Cette démarche, toute folle qu’elle était, m’attira, dans le pays, une sorte de considération qui me fut utile. Les uns me supposèrent des ressources que je n’avais pas ; d’autres, me voyant livré tout à fait à la musique, jugèrent de mon talent par mon sacrifice, et crurent qu’avec tant de passion pour cet art je devais le posséder supérieurement. Dans le royaume des aveugles les borgnes sont rois : je passai là pour un bon maître, parce qu’il n’y en avait que de mauvais. Ne manquant pas, au reste, d’un certain goût de chant, favorisé d’ailleurs par mon âge et par ma figure, j’eus bientôt plus d’écolières qu’il ne m’en fallait pour remplacer ma paye de secrétaire.

Il est certain que pour l’agrément de la vie on ne pouvait passer plus rapidement d’une extrémité à l’autre.
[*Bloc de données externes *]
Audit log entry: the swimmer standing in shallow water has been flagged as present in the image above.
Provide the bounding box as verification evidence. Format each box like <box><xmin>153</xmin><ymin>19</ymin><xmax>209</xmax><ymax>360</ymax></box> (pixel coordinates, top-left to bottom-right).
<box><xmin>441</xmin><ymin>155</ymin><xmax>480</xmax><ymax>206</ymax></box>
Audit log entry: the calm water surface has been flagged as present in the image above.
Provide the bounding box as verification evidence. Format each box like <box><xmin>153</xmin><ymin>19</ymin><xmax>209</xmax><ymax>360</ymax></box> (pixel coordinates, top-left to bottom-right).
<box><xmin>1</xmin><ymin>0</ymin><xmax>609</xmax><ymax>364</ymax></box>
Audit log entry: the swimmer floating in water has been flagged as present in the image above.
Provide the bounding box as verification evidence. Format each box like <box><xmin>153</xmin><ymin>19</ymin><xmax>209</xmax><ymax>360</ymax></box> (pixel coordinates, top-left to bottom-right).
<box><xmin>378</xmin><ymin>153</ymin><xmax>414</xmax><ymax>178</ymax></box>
Au cadastre, occupé huit heures par jour du plus maussade travail, avec des gens encore plus maussades ; enfermé dans un triste bureau empuanti de l’haleine et de la sueur de tous ces manants, la plupart fort mal peignés et fort malpropres, je me sentais quelquefois accablé jusqu’au vertige par l’attention, l’odeur, la gêne et l’ennui. Au lieu de cela, me voilà tout à coup jeté parmi le beau monde, admis, recherché dans les meilleures maisons ; partout un accueil gracieux, caressant, un air de fête : d’aimables demoiselles bien parées m’attendent, me reçoivent avec empressement, je ne vois que des objets charmants, je ne sens que la rose et la fleur d’orange ; on chante, on cause, on rit, on s’amuse ; je ne sors de là que pour aller ailleurs en faire autant. On conviendra qu’à égalité dans les avantages, il n’y avait pas à balancer dans le choix. Aussi me trouvai-je si bien du mien, qu’il ne m’est arrivé jamais de m’en repentir ; et je ne m’en repens pas même en ce moment, où je pèse, au poids de la raison, les actions de ma vie, et où je suis délivré des motifs peu sensés qui m’ont entraîné.

Voilà presque l’unique fois qu’en n’écoutant que mes penchants je n’ai pas vu tromper mon attente. L’accueil aisé, l’esprit liant, l’humeur facile des habitants du pays me rendit le commerce du monde aimable ; et le goût que j’y pris alors m’a bien prouvé que si je n’aime pas à vivre parmi les hommes, c’est moins ma faute que la leur.